A Note on the Flip Distance Problem for Edge-Labeled Triangulations

TL;DR

This paper proves that determining flip distances in edge-labeled triangulations is computationally hard, specifically APX-hard for point sets and NP-hard for simple polygons, even when ignoring labels.

Contribution

It extends hardness results to the edge-labeled setting, confirming the complexity of flip distance problems in this context.

Findings

Flip distance is APX-hard for edge-labeled triangulations of point sets.

Flip distance is NP-hard for edge-labeled triangulations of simple polygons.

Hardness persists even when source and target triangulations are identical ignoring labels.

Abstract

For both triangulations of point sets and simple polygons, it is known that determining the flip distance between two triangulations is an NP-hard problem. To gain more insight into flips of triangulations and to characterize "where edges go" when flipping from one triangulation to another, flips in edge-labeled triangulations have lately attracted considerable interest.
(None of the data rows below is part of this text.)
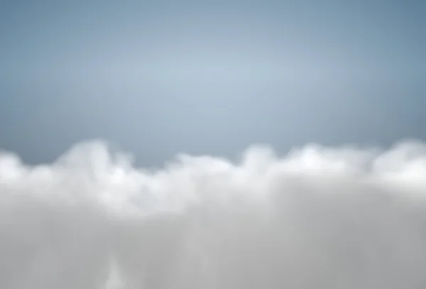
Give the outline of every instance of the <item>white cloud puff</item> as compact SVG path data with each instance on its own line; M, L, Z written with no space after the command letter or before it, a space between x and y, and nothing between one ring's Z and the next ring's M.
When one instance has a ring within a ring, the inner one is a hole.
M0 288L424 288L426 146L137 168L101 141L0 153Z

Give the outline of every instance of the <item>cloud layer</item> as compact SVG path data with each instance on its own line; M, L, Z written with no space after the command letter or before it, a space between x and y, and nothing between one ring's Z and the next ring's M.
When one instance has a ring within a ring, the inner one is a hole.
M423 288L426 145L308 145L160 170L102 141L0 153L0 288Z

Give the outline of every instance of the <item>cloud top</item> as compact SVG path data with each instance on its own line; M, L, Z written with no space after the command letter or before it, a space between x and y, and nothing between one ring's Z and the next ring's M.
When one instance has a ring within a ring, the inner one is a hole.
M0 153L0 287L422 288L426 145L136 168L102 141Z

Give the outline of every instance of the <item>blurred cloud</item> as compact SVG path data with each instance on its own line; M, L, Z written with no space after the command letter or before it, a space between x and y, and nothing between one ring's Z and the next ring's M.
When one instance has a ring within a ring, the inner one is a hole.
M422 288L426 145L136 168L103 141L0 153L0 288Z

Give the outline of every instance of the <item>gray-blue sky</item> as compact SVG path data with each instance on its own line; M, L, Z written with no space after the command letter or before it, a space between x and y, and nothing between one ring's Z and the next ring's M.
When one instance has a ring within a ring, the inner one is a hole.
M426 138L422 1L151 2L2 1L0 147L102 138L158 165Z

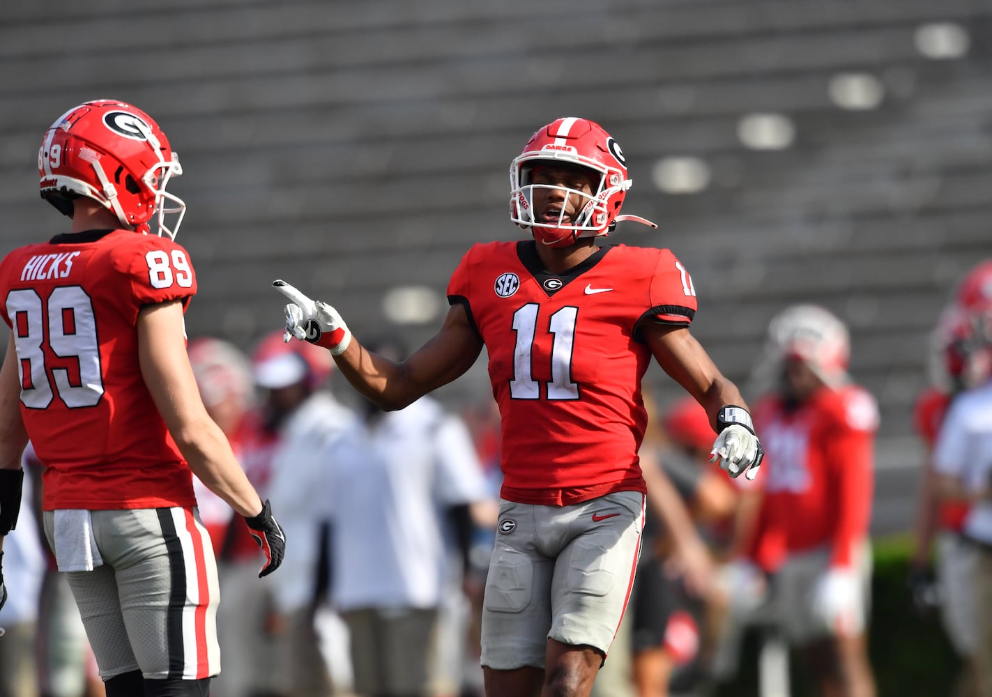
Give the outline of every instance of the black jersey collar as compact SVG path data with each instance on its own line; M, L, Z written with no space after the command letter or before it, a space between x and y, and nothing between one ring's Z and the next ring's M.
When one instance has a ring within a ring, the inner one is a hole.
M524 268L531 273L531 276L537 279L545 292L549 295L554 295L589 269L596 266L606 256L606 253L612 246L603 245L593 252L590 257L561 274L554 274L545 268L544 264L541 263L540 257L538 257L538 243L534 240L521 240L518 242L517 257L520 259L521 264L524 265Z

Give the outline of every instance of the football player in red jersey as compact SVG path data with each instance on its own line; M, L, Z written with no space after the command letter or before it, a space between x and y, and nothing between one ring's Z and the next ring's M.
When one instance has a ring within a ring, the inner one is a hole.
M847 328L823 307L772 320L758 372L776 386L754 416L764 498L746 556L775 574L776 618L822 693L863 697L875 694L865 630L878 409L850 382L849 352Z
M955 694L992 694L992 565L988 553L989 384L992 377L992 261L971 269L934 331L931 376L940 388L921 401L918 430L928 445L918 519L918 553L936 531L944 629L962 658ZM929 418L926 418L928 417ZM926 420L924 420L926 418Z
M637 562L645 483L637 451L652 356L702 404L713 458L738 476L762 449L737 388L692 337L695 290L667 249L596 244L631 180L598 124L542 126L511 166L510 215L533 240L476 244L448 283L437 334L395 363L366 351L340 314L283 281L287 340L330 350L386 409L475 363L483 346L502 421L500 517L485 589L486 692L587 695L616 634Z
M173 240L186 206L165 190L179 160L148 114L100 100L52 124L38 166L42 197L71 226L0 262L0 535L30 436L45 531L107 695L203 695L219 670L217 576L190 470L255 529L262 574L285 538L186 356L196 279Z

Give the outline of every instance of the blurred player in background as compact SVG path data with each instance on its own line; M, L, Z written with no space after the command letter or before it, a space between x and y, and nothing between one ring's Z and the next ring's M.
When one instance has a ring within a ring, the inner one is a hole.
M488 352L502 421L500 522L482 617L486 692L588 695L634 581L646 485L638 463L652 358L702 404L734 476L762 450L737 388L692 337L695 290L667 249L599 247L631 180L598 124L542 126L514 159L511 220L534 240L472 247L437 334L403 362L283 281L287 334L327 348L369 401L399 409ZM756 469L749 473L754 476Z
M974 554L974 566L965 568L970 583L948 591L964 593L964 602L973 603L952 606L971 612L967 619L955 618L961 621L955 629L963 633L958 639L974 642L974 694L987 697L992 695L992 262L979 265L962 281L951 321L954 341L946 354L961 391L941 422L932 467L938 494L968 507L958 542Z
M992 269L990 269L992 271ZM919 508L907 583L914 607L921 614L939 610L944 632L963 667L957 697L977 695L977 643L975 576L978 549L962 534L968 516L967 499L942 496L936 486L932 449L947 409L964 389L965 357L962 346L968 326L956 301L940 313L930 337L930 385L920 395L914 408L914 427L926 446L927 457L921 480ZM934 561L930 548L935 547Z
M38 165L42 197L71 224L0 263L0 535L17 522L30 437L45 532L107 694L203 695L220 669L217 577L190 469L255 529L262 573L285 538L186 357L196 280L173 239L186 206L165 190L182 169L148 114L110 100L60 116Z
M768 456L747 557L774 574L775 619L823 694L870 697L878 409L850 381L849 354L847 328L822 307L793 305L772 320L757 373L775 387L755 407Z
M234 344L213 337L193 339L186 352L206 412L227 436L237 455L239 429L254 405L248 357ZM192 489L199 519L210 535L214 553L219 555L231 523L231 508L198 477L193 479Z

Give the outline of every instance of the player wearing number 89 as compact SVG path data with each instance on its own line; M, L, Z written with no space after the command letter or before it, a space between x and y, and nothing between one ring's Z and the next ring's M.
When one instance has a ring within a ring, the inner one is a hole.
M71 225L0 262L11 327L0 535L15 523L30 437L46 465L45 531L107 695L205 694L219 670L217 578L190 469L248 518L263 573L285 540L189 367L183 315L196 278L174 241L186 206L165 191L179 160L148 114L101 100L57 119L38 163L42 197Z
M688 332L695 290L669 250L596 245L631 180L598 124L558 119L510 171L510 215L534 240L477 244L438 333L402 363L283 281L287 337L324 346L370 401L402 408L462 375L483 346L502 416L500 524L482 625L486 691L587 695L623 616L644 523L637 451L652 356L702 404L714 459L761 461L740 393ZM753 475L750 475L753 476Z

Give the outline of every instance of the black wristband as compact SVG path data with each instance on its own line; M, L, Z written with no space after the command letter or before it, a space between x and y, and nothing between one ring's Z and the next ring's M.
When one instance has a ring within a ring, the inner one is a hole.
M742 425L754 433L754 422L751 420L751 414L748 413L746 408L743 407L734 407L733 405L724 405L716 414L717 431L722 431L733 423Z
M258 516L245 516L245 523L248 526L255 530L264 530L268 526L269 521L272 520L272 507L269 506L269 500L266 499L262 503L262 513Z
M24 487L24 470L0 470L0 535L17 527L17 515L21 513L21 489Z

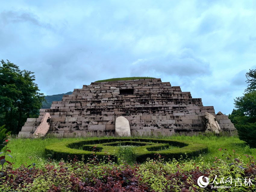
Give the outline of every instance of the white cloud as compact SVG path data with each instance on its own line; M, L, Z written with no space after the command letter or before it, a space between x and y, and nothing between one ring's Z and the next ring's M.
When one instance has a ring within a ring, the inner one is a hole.
M35 72L47 94L150 76L227 113L255 67L254 1L1 3L0 59Z

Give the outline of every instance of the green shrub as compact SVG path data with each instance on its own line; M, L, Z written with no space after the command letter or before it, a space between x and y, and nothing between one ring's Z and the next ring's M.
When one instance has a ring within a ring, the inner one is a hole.
M137 146L134 148L134 156L138 163L144 162L148 158L153 159L156 154L164 156L166 159L178 159L181 156L189 158L208 150L206 145L192 142L155 138L108 138L55 143L46 146L45 152L57 160L72 159L76 156L81 159L83 156L87 159L96 156L103 159L109 155L116 162L119 151L118 145L120 145ZM169 150L170 146L178 147ZM93 149L95 150L83 150Z
M11 132L7 132L7 129L5 128L5 125L3 125L0 127L0 143L2 144L3 141L6 137L6 135L11 135ZM0 145L0 150L1 150L4 146Z
M245 141L250 147L256 148L256 123L237 125L236 128L239 138Z

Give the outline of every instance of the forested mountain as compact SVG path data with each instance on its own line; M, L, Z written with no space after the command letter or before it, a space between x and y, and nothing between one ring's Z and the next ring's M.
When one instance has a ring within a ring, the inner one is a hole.
M50 109L51 108L52 101L61 101L64 95L70 95L72 94L72 91L70 91L66 93L62 93L52 95L46 95L45 97L46 101L43 102L42 109Z

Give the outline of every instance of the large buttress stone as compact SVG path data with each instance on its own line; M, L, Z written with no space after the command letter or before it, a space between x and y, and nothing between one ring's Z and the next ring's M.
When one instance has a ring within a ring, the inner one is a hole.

In a recent breakthrough, Lubiw, Mas\'arov\'a, and Wagner (in Proc. 33rd Symp. of Computational Geometry, 2017) prove the so-called "Orbit Conjecture" for edge-labeled triangulations and ask for the complexity of the flip distance problem in the edge-labeled setting. By revisiting and modifying the hardness proofs for the unlabeled setting, we show in this note that the flip distance problem is APX-hard for edge-labeled triangulations of point sets and NP-hard for triangulations of simple polygons. The main technical challenge is to show that this remains true even if the source and target triangulation are the same when disregarding the labeling.